The southern emerald toucanet is non-migratory.

===Social behavior===

The southern emerald toucanet is gregarious and frequently gathers in small groups.

===Feeding===

The southern emerald toucanet forages by gleaning in the middle to upper levels of the forest, usually while perched. Its diet is eclectic and includes a wide variety of fruits, terrestrial invertebrates, and small vertebrate prey.

===Breeding===

Little is known about the southern emerald toucanet's breeding biology. Its nesting season in Colombia and Venezuela is from January to September and in Ecuador from September to November. It nests in a tree cavity like others of its family.

===Vocal and non-vocal sounds===

The southern emerald toucanet's vocalizations seem to vary across its range.

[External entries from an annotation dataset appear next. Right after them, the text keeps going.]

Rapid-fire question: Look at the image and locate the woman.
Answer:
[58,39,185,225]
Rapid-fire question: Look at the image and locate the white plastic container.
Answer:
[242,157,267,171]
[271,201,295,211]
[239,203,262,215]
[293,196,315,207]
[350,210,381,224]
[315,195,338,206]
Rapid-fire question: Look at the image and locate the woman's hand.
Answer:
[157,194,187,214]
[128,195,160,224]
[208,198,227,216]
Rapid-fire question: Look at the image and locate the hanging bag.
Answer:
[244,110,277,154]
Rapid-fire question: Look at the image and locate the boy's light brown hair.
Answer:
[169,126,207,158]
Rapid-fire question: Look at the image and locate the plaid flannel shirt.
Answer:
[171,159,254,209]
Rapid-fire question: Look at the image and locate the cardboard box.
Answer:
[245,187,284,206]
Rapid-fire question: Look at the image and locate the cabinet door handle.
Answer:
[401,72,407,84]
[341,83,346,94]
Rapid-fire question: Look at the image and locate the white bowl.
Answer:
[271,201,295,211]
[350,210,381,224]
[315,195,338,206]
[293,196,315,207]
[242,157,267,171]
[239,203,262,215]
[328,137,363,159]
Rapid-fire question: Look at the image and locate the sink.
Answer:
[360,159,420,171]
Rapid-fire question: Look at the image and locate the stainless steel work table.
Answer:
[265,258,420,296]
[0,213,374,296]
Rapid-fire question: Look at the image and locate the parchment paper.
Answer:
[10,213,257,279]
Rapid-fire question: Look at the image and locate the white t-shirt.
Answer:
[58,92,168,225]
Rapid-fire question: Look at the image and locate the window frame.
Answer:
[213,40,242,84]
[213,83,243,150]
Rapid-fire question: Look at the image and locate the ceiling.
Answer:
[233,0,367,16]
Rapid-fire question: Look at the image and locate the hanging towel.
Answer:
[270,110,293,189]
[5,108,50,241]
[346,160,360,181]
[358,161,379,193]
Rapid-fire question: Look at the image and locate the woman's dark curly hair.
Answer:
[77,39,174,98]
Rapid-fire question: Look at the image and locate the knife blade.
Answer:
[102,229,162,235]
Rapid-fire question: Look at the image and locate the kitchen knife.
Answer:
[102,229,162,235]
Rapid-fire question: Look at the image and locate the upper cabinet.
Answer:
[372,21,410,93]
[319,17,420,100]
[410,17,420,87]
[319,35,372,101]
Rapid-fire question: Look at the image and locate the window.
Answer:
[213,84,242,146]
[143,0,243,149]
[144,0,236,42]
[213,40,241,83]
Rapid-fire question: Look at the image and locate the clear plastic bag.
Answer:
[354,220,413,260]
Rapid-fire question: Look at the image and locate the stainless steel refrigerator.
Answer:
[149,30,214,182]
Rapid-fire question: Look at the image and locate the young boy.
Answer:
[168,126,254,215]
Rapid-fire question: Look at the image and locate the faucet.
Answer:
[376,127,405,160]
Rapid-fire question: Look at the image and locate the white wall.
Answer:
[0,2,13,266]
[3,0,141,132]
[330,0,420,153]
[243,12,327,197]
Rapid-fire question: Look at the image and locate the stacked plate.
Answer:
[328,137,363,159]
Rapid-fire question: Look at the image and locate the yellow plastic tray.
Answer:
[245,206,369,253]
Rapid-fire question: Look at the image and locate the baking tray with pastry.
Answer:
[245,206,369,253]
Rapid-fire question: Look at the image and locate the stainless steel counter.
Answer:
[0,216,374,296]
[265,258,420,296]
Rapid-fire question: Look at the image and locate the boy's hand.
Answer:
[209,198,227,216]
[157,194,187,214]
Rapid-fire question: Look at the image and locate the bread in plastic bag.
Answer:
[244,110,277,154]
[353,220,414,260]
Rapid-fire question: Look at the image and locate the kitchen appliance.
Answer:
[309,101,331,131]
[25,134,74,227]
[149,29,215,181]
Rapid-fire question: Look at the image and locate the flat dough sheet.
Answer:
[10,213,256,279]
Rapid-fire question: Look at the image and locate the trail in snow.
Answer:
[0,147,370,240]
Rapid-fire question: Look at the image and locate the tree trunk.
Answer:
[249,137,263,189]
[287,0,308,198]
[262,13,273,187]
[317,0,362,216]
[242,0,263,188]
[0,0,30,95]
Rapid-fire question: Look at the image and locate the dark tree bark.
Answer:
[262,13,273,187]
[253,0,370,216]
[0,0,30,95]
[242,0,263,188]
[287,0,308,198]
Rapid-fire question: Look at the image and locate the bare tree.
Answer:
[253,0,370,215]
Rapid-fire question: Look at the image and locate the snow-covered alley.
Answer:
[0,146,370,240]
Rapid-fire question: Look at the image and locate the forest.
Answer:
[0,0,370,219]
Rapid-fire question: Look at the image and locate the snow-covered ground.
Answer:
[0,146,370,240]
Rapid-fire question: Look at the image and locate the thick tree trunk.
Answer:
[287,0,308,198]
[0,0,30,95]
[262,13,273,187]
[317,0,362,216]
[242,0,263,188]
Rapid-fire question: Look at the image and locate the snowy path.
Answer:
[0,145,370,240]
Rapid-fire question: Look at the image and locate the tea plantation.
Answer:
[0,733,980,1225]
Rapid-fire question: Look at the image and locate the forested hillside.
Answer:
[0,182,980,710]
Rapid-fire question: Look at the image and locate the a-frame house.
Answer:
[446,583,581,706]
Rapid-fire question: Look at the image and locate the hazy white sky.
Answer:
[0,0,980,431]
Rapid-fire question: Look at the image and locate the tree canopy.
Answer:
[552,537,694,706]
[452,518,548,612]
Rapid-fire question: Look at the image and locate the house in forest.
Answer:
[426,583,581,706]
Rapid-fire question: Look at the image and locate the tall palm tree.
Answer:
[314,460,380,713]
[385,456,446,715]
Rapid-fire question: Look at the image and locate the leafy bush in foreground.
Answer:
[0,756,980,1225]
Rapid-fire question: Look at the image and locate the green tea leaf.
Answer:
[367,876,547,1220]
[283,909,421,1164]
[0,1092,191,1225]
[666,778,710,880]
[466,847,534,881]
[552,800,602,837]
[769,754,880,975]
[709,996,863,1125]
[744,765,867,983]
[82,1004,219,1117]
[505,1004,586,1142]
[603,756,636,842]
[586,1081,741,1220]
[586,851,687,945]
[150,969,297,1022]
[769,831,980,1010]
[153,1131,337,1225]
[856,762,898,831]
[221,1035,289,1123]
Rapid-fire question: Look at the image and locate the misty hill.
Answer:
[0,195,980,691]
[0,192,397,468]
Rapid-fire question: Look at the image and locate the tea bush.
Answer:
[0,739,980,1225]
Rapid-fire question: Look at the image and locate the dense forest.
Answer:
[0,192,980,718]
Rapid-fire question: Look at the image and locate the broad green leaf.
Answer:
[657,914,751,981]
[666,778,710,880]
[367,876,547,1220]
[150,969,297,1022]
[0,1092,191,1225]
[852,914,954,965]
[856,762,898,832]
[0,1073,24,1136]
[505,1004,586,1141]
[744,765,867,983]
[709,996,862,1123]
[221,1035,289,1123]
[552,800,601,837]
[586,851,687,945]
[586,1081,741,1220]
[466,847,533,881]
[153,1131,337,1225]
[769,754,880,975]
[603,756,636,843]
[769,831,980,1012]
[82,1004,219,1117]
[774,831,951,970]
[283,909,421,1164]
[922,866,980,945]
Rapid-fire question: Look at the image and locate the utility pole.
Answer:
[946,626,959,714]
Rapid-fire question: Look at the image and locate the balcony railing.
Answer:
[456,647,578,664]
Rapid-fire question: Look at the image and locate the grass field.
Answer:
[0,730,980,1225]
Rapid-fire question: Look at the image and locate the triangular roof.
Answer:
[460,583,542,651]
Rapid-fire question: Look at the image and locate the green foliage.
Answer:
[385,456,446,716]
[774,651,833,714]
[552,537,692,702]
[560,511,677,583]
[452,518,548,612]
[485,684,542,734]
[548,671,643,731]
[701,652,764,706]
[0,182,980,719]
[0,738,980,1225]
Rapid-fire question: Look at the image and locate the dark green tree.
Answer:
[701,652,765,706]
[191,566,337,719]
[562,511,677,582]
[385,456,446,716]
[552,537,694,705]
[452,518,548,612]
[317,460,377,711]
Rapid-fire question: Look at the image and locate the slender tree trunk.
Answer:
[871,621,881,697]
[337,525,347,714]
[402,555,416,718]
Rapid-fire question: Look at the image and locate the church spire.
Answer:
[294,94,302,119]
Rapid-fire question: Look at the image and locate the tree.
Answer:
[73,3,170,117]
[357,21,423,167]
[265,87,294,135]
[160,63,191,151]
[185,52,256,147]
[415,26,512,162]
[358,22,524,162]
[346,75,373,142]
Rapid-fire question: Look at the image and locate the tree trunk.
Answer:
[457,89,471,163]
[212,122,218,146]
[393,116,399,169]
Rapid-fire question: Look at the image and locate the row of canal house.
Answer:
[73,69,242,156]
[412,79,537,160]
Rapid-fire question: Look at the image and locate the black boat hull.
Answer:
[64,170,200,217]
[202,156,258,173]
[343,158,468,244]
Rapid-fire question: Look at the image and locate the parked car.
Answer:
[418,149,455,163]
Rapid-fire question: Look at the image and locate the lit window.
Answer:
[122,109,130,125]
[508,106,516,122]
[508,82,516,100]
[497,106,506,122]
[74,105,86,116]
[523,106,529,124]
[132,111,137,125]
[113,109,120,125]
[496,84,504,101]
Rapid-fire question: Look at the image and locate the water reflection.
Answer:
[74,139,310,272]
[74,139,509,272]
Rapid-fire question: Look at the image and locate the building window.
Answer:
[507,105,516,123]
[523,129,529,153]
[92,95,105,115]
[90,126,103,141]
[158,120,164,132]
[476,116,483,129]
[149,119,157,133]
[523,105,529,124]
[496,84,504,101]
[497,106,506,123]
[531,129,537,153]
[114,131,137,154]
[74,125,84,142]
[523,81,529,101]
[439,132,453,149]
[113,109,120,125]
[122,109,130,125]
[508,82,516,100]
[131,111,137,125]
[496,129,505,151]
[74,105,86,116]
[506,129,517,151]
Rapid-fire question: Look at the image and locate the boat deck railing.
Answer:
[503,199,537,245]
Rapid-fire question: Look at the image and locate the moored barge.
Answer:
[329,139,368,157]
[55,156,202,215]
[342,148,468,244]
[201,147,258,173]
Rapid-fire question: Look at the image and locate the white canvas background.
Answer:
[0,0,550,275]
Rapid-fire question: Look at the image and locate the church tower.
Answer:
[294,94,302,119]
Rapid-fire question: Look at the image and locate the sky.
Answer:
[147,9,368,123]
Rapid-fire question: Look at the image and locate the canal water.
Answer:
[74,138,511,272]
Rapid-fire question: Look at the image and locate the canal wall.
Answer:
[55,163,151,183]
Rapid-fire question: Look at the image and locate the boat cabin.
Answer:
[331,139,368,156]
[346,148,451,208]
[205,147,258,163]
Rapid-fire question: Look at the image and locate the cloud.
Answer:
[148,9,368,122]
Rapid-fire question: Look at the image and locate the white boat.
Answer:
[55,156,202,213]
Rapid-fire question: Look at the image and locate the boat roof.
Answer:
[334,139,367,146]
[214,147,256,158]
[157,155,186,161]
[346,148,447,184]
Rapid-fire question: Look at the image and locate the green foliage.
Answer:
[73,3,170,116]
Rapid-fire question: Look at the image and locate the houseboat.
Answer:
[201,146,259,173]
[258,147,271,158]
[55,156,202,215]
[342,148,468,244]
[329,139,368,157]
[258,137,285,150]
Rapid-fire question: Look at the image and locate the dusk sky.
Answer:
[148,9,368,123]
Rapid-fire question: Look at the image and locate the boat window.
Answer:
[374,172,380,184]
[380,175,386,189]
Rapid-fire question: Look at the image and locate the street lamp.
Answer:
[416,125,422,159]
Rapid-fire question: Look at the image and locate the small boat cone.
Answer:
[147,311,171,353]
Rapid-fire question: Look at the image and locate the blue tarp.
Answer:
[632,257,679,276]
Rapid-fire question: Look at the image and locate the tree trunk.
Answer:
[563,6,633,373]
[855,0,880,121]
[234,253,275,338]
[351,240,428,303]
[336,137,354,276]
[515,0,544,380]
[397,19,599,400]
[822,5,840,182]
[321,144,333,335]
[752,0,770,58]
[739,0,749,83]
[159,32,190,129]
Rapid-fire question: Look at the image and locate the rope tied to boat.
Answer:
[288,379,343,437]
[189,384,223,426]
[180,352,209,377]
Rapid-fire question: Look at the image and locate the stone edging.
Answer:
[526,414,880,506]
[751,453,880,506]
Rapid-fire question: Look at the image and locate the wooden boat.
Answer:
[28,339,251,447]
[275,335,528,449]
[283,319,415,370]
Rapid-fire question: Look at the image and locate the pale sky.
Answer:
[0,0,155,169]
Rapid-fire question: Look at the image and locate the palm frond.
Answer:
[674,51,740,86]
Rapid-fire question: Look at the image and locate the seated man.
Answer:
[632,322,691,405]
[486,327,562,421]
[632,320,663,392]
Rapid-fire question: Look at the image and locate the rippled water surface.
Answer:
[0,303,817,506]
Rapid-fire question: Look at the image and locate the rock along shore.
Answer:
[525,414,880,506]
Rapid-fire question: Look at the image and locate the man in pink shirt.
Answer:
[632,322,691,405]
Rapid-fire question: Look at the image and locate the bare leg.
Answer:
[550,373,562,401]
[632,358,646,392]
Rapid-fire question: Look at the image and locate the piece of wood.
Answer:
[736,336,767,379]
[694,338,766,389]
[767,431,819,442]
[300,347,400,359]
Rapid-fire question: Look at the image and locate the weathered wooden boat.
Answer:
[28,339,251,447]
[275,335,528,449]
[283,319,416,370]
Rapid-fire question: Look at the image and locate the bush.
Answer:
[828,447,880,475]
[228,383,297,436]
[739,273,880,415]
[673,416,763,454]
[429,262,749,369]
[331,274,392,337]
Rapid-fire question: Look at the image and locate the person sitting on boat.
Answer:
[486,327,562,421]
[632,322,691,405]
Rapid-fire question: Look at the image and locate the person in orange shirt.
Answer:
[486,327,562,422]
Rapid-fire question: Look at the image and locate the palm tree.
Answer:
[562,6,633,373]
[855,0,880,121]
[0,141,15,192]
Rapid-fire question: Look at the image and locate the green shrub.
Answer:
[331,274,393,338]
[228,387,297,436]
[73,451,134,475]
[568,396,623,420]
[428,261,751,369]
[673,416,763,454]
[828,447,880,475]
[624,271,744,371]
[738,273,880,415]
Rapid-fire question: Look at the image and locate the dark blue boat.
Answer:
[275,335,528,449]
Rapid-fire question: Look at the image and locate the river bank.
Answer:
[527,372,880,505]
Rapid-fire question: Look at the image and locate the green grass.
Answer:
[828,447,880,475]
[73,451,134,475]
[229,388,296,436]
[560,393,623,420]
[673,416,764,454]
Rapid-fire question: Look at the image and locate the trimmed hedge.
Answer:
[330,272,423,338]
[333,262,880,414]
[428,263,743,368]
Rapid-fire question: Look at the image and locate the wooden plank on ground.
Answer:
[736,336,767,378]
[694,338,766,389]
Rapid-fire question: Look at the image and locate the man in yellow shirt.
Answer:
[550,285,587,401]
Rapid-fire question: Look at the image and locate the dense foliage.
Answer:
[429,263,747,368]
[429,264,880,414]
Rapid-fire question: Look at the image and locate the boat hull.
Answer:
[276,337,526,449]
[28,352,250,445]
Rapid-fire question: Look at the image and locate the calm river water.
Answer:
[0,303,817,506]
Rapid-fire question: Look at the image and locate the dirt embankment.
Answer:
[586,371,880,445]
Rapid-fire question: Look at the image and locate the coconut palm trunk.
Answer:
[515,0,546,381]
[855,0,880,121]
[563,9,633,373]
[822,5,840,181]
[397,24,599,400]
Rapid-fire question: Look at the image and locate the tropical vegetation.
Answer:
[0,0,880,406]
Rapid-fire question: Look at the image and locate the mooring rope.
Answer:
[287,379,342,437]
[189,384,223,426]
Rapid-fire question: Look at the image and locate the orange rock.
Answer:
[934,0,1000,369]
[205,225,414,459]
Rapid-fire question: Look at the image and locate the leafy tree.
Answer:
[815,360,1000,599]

Authors describe it as "a rapid ser[ies] of short took or churt notes" in Colombia, as "a guttural, grinding grá-val, grá-val, grá-val...varied to roouk, roouk, roouk" in Venezuela, and "a persistent and fast rek-rek-rek-rek or rr-rek, rr-rek, rr-rek" in Ecuador. In flight its wings make a whirring sound.

==Status==

The IUCN has assessed the southern emerald toucanet as being of Least Concern. It has a large range, but its population size is not known and is believed to be decreasing. No immediate threats have been identified. It is "vulnerable to habitat destruction".